I traced this back to this line in NoLockRequestTsduAsync: using var closeOnCancellation = cancellationToken.Register(Close); I guess this is because the WriteAsync/ReadAsync query-response pair in NoLockRequestTsduAsync cannot easily be split, but I still found this behavior surprising. Right now, our workaround is not to pass in the CancellationToken at all and just hope that each query is fast enough. Is there a better way of handling this? Maybe only cancelling the task that the user is waiting on but not the query itself once it is running?

mycroes commented 3 months ago

Hi @ltjax,

The issue is one request corresponds to one response. As soon as the request has been started the only guarantee of keeping this one-request-one-response in sync is to wait for the response to arrive. Since cancellation happens somewhere midway the connection is now in a broken state, so there's no sense in keeping it open either.

The alternative way to implement this would be by having a single receiver that would always receive, regardless of the requests being sent and keeping track of request ID's there. That's certainly a viable solution, it would take some work to adapt the library though.

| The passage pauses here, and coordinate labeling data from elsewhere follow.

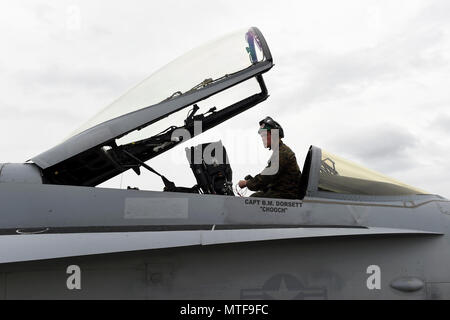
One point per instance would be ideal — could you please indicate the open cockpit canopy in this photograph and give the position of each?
(327, 173)
(91, 155)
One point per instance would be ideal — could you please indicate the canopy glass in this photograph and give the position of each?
(193, 71)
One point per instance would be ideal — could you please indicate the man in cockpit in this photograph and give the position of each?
(275, 181)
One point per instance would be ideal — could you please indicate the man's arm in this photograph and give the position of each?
(267, 177)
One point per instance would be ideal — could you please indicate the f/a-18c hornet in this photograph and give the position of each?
(352, 233)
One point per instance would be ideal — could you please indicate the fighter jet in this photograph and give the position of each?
(352, 233)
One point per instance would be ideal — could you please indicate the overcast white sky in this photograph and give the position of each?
(367, 80)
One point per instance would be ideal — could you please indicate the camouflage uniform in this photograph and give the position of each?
(283, 184)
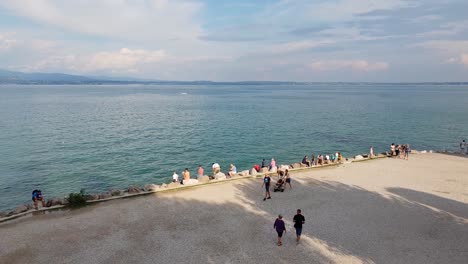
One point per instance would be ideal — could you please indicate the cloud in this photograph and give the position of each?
(7, 41)
(124, 61)
(297, 46)
(355, 65)
(137, 20)
(330, 11)
(462, 59)
(445, 46)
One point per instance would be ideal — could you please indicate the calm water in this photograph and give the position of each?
(64, 138)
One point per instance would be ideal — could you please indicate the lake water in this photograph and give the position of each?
(64, 138)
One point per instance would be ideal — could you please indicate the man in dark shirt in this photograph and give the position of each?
(298, 222)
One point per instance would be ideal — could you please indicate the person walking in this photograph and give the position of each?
(200, 171)
(266, 183)
(463, 147)
(298, 220)
(280, 228)
(288, 179)
(407, 151)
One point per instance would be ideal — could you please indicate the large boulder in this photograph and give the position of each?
(133, 189)
(115, 192)
(203, 179)
(20, 209)
(220, 176)
(173, 185)
(296, 165)
(105, 195)
(151, 187)
(358, 157)
(253, 172)
(91, 197)
(54, 202)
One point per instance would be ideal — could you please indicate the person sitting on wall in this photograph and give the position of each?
(232, 170)
(216, 168)
(36, 197)
(257, 167)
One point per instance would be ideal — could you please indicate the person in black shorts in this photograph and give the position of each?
(37, 197)
(288, 179)
(266, 183)
(298, 222)
(280, 228)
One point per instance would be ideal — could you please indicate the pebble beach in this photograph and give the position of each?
(381, 211)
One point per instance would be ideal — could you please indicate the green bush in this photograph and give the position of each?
(77, 199)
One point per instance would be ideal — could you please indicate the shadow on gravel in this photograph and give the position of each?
(369, 227)
(343, 224)
(456, 208)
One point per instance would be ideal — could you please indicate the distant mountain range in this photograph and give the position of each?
(15, 77)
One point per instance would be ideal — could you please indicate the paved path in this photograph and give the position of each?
(385, 211)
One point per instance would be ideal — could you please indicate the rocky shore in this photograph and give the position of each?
(57, 203)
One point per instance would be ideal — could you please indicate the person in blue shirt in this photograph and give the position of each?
(266, 183)
(36, 197)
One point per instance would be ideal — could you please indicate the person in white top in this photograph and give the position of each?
(216, 168)
(463, 147)
(175, 177)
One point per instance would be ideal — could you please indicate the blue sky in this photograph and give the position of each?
(314, 40)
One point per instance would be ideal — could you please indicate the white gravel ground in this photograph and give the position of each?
(383, 211)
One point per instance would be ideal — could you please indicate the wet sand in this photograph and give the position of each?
(382, 211)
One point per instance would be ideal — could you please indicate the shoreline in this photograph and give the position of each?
(124, 194)
(385, 211)
(165, 188)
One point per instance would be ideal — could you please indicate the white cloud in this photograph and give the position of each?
(123, 61)
(7, 41)
(355, 65)
(137, 20)
(445, 46)
(330, 11)
(462, 59)
(298, 46)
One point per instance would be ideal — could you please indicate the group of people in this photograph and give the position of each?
(464, 147)
(186, 179)
(322, 159)
(280, 226)
(283, 180)
(401, 151)
(216, 170)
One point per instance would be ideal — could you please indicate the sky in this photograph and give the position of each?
(220, 40)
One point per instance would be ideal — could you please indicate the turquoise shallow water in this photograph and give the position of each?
(64, 138)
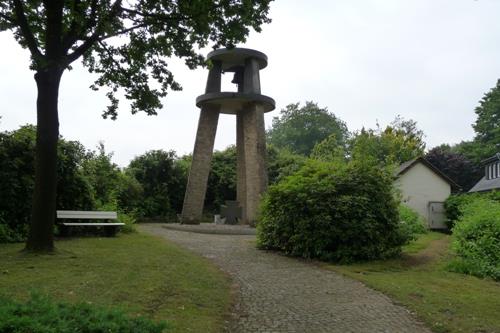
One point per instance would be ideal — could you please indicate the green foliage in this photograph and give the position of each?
(102, 174)
(329, 150)
(282, 163)
(455, 204)
(42, 315)
(477, 239)
(17, 159)
(299, 129)
(127, 43)
(399, 142)
(457, 166)
(333, 211)
(411, 222)
(487, 125)
(163, 182)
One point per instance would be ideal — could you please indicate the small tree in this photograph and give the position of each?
(126, 44)
(162, 180)
(399, 142)
(459, 168)
(487, 125)
(299, 129)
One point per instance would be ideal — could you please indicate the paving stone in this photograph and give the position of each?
(280, 294)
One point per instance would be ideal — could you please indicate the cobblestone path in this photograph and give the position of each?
(281, 294)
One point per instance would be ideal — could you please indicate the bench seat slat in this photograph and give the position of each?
(92, 224)
(76, 214)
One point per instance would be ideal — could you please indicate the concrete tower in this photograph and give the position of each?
(249, 107)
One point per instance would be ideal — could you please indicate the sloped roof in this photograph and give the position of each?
(486, 185)
(403, 168)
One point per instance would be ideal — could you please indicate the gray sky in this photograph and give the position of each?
(366, 60)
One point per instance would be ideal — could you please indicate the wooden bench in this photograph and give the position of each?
(110, 228)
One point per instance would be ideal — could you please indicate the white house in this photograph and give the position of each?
(424, 188)
(491, 179)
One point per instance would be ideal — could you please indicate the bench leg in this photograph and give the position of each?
(110, 231)
(63, 230)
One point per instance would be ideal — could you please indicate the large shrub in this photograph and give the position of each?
(17, 178)
(335, 212)
(477, 239)
(41, 315)
(411, 222)
(455, 204)
(163, 183)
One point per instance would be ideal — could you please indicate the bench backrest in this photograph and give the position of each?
(78, 214)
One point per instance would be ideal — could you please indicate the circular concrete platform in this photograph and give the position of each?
(232, 102)
(233, 58)
(212, 228)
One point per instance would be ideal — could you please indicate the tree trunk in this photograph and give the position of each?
(41, 233)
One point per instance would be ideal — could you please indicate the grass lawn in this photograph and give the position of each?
(447, 302)
(138, 273)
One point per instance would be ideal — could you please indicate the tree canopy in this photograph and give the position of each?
(487, 125)
(127, 44)
(299, 129)
(455, 165)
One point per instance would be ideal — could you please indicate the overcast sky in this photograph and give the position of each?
(366, 60)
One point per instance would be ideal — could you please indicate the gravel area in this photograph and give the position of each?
(280, 294)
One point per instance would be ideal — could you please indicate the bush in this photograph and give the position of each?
(477, 239)
(17, 179)
(41, 315)
(334, 212)
(455, 204)
(411, 222)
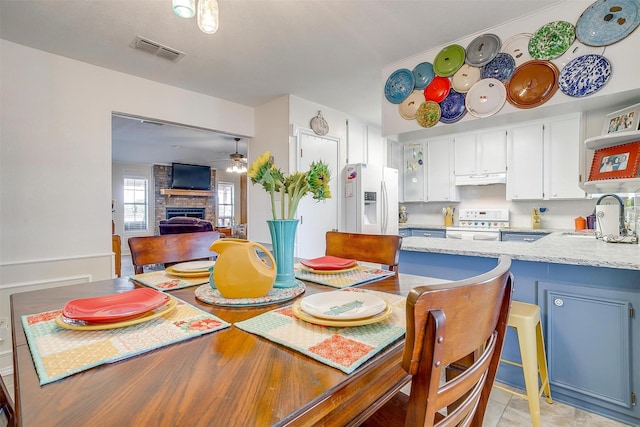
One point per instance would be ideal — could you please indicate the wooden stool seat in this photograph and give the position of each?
(525, 319)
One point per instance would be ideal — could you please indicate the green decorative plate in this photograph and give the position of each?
(552, 40)
(428, 114)
(448, 60)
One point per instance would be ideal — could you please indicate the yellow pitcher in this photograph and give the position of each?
(239, 271)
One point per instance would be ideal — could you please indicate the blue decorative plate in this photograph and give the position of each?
(452, 108)
(552, 40)
(399, 85)
(482, 49)
(501, 67)
(584, 75)
(423, 74)
(607, 21)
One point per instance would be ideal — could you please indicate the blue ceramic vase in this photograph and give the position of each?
(283, 236)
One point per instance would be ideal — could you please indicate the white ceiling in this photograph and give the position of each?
(326, 51)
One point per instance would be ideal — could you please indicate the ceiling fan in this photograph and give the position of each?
(238, 161)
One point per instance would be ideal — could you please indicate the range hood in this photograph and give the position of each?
(487, 179)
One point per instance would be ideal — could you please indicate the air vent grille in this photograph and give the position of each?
(154, 48)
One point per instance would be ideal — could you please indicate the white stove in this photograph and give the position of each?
(479, 224)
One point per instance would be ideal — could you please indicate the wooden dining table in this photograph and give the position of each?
(225, 378)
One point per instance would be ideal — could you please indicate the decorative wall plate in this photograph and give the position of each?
(464, 78)
(585, 75)
(486, 98)
(501, 67)
(423, 74)
(532, 84)
(438, 89)
(452, 108)
(552, 40)
(448, 60)
(399, 85)
(409, 106)
(608, 21)
(319, 125)
(428, 114)
(518, 47)
(575, 50)
(482, 50)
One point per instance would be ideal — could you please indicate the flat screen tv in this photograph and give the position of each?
(190, 177)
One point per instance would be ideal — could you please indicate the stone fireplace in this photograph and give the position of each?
(167, 206)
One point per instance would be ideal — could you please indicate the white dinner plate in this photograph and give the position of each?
(343, 305)
(192, 266)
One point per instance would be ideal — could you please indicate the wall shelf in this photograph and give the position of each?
(612, 139)
(189, 193)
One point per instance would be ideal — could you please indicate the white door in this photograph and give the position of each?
(317, 217)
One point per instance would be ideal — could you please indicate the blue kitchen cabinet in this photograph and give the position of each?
(591, 333)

In all honesty I think the issue should very rarely happen unless the cancellation is happening really soon, because on average requests take only milliseconds to complete. Is this also the case with your usage?

ltjax commented 3 months ago

You could also sequence each query on some kind of event-reactor and delegate all queries there. If a user request is cancelled, that just sets the corresponding task to cancelled but the event-loop finishes the query. Each individual request can then be cancelled swiftly at the expense of a very slight delay of the next one. You can spin up an extra task for the reactor in OpenAsync and cancel that swiftly on Close or Dispose. But I agree, the duration of the requests will rarely be a problem, unless something goes wrong with the network during a request.

This solution can, of course, be build on top of the library, but it should probably be at least clearly documented that cancellation can close the connection.

Another option would be to try to recover from 'broken' connections by ignoring everything until the you find the matching request. Not entirely sure that that is possible in this case, since you need to be able to detect message boundaries in the stream.

mycroes commented 3 months ago

You could also sequence each query on some kind of event-reactor and delegate all queries there. If a user request is cancelled, that just sets the corresponding task to cancelled but the event-loop finishes the query. Each individual request can then be cancelled swiftly at the expense of a very slight delay of the next one. You can spin up an extra task for the reactor in OpenAsync and cancel that swiftly on Close or Dispose.

I think you're explaining what I was describing. Keep in mind that only a limited number of requests may be active concurrently, that's not something S7NetPlus can deal with at all right now (see Sally7 for a library that does support that).

But I agree, the duration of the requests will rarely be a problem, unless something goes wrong with the network during a request.

When it's a network failure cancellation has no influence either (unless the network failure has not been detected).

Another option would be to try to recover from 'broken' connections by ignoring everything until the you find the matching request. Not entirely sure that that is possible in this case, since you need to be able to detect message boundaries in the stream.

It's possible, the top level consist of TPKT messages. However with the current implementation it would already be an error condition if multiple messages are received on a single request.